The San Francisco Refinery is an oil refinery complex located in Rodeo, California and in Arroyo Grande, California, in the San Francisco Bay Area and Santa Maria Valley. These two locations, although more than 200 miles apart, are considered one operation. They are directly connected by a 200 mile. The refinery is owned and operated by Phillips 66, a downstream company with midstream and chemical businesses spun off from ConocoPhillips in 2012.
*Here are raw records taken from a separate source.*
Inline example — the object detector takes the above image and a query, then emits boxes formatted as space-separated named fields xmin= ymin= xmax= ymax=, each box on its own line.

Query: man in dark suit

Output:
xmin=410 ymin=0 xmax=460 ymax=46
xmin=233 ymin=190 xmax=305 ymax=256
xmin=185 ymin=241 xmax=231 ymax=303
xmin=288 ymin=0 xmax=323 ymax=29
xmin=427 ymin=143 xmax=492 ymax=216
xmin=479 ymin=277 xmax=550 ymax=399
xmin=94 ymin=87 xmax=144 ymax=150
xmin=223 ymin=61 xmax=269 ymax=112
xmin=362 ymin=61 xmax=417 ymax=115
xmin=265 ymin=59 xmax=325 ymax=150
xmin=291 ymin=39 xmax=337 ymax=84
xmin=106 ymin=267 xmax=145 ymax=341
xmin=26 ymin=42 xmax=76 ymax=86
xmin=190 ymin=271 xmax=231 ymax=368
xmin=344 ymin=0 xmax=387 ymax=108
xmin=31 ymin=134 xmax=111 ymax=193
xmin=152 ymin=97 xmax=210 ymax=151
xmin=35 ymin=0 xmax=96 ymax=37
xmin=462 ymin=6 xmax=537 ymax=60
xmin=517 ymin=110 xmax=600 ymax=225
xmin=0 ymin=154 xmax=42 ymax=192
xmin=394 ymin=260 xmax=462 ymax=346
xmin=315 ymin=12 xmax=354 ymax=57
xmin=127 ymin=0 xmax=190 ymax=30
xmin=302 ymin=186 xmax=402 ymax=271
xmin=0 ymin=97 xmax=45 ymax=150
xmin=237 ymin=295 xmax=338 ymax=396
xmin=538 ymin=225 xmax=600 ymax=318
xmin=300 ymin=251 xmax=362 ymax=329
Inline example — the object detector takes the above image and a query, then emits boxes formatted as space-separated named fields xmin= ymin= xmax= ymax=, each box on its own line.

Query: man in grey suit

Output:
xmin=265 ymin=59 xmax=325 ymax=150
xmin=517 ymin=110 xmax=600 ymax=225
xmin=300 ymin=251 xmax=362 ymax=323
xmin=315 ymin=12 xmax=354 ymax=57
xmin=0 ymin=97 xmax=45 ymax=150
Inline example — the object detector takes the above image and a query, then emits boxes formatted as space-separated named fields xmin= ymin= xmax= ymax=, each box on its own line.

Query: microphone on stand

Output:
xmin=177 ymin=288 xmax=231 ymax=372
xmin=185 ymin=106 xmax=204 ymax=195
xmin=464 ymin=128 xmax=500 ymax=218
The complex is capable of refining 120000 oilbbl of crude oil per day.

==Rodeo facility==
The Rodeo facility was built in 1896 and was the first major oil refinery in the Bay Area. The initial site was 16 acres and processed approximately 1,600 barrels per day. The facility currently covers 1,110 acres and has a crude feed capacity of 80,000 barrels per day, and the capacity to produce 4.3 million gallons of fuel per day.

==Santa Maria facility ==
Located on 1,780 acres adjacent to State Highway 1 on the Nipomo Mesa. The facility was in operation since the mid 1950s. The refinery processed approximately 44,500 barrels of crude oil per day. The facility's main operation was to convert heavy crude oil into high quality feedstock for additional processing at the connected Rodeo Facility. Additional finished products produced at the facility were petroleum coke (carbon) and sulfur.

Following an announcement in 2020, the facility ceased operations in 2023. According to a 2024 proposal from Phillips 66, the facility is slated for an eight-month demolition and a remediation period that may last up to 10 years.